ACTUALITÉ SOURCE : Affaire Epstein : l’ancienne Miss France Flora Coquerel « profondément choquée et indignée » de voir son nom circuler dans les dossiers – Actualités – Orange
L’analyse de l’artiste Laurent Vo Anh
Ah, l’indignation vertueuse ! Ce parfum délicat qui embaume les salons médiatiques quand une reine de beauté, un temps couronnée par le suffrage des regards concupiscents, découvre que son nom a frôlé les bas-fonds où se négocient les corps glorifiés. Flora Coquerel, ancienne Miss France, se dit « profondément choquée » – quelle surprise ! Comme si l’on venait de lui révéler que le soleil se lève à l’est ou que les diamants coûtent cher. La belle affaire ! Voici donc le théâtre de notre époque : des femmes dont le métier consiste à incarner le fantasme collectif se scandalisent quand ce même fantasme les rattrape dans ses versions les moins présentables.
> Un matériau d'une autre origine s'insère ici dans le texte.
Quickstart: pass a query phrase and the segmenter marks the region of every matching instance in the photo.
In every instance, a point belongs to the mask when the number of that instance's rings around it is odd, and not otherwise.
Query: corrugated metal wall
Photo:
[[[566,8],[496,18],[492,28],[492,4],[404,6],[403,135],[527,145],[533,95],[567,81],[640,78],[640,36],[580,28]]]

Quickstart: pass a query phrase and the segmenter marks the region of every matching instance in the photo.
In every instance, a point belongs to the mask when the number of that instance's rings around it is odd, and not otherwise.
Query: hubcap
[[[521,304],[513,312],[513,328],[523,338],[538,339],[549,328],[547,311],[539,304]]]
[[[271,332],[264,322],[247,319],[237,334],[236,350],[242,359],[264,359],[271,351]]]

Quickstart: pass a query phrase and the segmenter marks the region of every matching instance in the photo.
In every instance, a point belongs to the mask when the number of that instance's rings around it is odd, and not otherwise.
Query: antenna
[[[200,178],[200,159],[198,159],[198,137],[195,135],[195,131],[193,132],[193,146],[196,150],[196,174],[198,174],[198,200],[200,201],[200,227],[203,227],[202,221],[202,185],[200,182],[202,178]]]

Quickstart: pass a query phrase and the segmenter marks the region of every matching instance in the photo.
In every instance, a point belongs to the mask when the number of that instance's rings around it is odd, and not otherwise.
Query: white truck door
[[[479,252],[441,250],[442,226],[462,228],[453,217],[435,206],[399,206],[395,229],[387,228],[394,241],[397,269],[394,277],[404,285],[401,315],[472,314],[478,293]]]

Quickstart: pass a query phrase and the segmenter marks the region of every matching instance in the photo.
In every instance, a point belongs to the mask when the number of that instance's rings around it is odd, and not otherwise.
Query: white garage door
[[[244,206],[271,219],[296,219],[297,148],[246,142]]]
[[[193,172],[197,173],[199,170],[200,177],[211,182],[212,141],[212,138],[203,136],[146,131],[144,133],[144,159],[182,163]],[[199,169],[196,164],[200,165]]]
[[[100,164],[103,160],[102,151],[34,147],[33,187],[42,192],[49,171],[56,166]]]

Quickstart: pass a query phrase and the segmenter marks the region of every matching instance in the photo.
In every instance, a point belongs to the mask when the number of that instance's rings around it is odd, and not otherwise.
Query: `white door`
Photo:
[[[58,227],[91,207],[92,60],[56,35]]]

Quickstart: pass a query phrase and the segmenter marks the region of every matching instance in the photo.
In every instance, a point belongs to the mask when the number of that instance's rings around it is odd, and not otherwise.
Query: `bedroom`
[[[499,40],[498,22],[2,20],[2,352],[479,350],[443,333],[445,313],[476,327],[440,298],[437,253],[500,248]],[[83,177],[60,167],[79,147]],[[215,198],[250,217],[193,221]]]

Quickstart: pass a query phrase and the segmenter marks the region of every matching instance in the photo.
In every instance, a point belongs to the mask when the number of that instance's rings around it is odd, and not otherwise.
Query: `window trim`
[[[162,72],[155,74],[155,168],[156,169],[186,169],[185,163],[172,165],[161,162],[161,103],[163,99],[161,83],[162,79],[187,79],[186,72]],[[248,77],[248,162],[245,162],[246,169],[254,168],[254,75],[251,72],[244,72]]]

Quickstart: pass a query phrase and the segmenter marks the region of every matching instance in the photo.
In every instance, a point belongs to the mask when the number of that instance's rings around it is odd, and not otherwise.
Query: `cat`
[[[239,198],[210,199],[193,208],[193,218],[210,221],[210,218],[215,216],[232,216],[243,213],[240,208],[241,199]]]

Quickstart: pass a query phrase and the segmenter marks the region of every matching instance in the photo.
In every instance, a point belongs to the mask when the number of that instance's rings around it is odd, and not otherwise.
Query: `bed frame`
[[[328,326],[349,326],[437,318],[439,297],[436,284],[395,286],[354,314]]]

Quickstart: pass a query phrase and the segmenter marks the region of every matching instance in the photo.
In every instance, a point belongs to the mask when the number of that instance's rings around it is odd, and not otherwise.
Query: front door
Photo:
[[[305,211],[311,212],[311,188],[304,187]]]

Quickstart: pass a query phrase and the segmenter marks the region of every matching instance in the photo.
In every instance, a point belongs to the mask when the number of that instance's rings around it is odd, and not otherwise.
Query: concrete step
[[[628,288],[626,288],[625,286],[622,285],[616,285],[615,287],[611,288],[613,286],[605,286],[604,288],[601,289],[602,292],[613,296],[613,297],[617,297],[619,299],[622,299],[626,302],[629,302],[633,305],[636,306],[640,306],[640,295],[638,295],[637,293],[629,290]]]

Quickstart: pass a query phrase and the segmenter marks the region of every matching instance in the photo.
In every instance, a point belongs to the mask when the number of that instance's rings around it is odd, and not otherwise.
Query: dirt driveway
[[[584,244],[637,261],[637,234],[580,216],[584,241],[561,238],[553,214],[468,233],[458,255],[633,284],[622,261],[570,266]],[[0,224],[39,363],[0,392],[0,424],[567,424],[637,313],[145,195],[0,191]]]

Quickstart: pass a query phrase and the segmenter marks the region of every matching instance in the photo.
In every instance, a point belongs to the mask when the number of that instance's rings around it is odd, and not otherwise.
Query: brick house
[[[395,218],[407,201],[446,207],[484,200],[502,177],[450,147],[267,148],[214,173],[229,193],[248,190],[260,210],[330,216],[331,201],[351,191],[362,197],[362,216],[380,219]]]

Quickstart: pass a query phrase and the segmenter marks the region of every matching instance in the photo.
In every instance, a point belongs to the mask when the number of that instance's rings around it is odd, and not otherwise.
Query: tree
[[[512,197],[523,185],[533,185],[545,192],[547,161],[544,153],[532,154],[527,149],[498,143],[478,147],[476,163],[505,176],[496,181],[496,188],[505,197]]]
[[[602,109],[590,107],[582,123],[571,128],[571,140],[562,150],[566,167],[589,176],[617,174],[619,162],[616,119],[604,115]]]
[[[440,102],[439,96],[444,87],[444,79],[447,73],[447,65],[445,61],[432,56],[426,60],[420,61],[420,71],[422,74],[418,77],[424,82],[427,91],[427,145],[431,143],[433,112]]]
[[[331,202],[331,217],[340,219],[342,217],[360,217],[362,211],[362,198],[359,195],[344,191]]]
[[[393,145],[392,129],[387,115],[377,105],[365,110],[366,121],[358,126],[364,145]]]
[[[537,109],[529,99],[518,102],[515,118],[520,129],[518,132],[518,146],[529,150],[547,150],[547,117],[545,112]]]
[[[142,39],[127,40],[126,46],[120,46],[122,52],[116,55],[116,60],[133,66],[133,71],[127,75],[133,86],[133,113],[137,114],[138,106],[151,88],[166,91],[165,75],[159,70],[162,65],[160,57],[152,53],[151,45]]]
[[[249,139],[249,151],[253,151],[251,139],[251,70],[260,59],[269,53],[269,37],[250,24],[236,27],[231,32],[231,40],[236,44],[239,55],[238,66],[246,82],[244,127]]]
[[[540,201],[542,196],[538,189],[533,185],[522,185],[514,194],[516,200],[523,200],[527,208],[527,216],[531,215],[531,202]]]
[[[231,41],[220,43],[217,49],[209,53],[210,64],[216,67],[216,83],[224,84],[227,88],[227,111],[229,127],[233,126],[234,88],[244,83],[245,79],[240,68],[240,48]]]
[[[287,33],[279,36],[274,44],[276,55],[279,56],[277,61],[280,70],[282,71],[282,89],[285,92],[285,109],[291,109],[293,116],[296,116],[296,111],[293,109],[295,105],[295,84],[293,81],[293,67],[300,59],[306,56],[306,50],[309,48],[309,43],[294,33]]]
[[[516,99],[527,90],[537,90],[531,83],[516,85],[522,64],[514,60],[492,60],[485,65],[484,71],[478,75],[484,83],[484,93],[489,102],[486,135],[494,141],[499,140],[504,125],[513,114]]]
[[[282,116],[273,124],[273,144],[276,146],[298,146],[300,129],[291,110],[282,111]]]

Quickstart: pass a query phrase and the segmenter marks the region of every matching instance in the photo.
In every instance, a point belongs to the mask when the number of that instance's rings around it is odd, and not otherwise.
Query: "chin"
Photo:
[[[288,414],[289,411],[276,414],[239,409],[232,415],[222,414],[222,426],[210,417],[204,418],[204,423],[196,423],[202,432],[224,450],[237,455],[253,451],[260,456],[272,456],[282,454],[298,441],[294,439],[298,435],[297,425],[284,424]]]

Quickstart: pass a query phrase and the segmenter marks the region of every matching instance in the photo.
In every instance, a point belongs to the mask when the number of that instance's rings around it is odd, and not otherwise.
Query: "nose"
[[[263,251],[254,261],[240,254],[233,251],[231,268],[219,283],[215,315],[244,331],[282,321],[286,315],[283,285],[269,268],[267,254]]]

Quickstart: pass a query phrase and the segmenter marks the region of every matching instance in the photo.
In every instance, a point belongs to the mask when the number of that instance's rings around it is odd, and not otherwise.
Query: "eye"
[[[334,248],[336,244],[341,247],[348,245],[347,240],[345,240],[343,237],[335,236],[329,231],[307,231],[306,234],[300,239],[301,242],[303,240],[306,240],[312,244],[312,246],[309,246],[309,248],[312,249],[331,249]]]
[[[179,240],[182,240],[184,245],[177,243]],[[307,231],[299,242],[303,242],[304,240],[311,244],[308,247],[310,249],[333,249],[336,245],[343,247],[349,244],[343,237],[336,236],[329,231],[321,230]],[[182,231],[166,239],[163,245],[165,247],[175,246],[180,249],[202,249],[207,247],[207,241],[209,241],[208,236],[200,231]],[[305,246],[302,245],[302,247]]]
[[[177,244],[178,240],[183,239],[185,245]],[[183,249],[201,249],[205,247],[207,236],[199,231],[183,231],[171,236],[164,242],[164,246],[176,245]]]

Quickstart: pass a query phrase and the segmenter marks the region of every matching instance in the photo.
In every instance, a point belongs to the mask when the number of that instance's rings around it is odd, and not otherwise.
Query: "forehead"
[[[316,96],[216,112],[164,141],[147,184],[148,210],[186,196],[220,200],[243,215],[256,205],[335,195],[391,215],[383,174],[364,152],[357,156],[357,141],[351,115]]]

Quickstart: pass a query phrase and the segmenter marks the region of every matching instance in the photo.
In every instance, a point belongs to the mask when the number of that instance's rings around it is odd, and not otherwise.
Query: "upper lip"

Mais plongeons, voulez-vous, dans les sept strates de cette comédie humaine où le pouvoir, la séduction et l’innocence feinte jouent une partition millénaire.
1. L’Ère des Origines : Le Corps comme Monnaie d’Échange
Dès que l’homo erectus a troqué sa massue contre un collier de coquillages, le corps féminin est devenu la première valeur d’échange. Dans les sociétés primitives, la beauté n’était pas un concours, mais une ressource. Les femmes les plus désirables étaient offertes aux chefs, aux guerriers, aux dieux – parfois littéralement sacrifiées. Epstein et ses amis n’ont rien inventé : ils ont simplement industrialisé un mécanisme vieux comme le monde. La différence ? Aujourd’hui, on appelle ça « networking ».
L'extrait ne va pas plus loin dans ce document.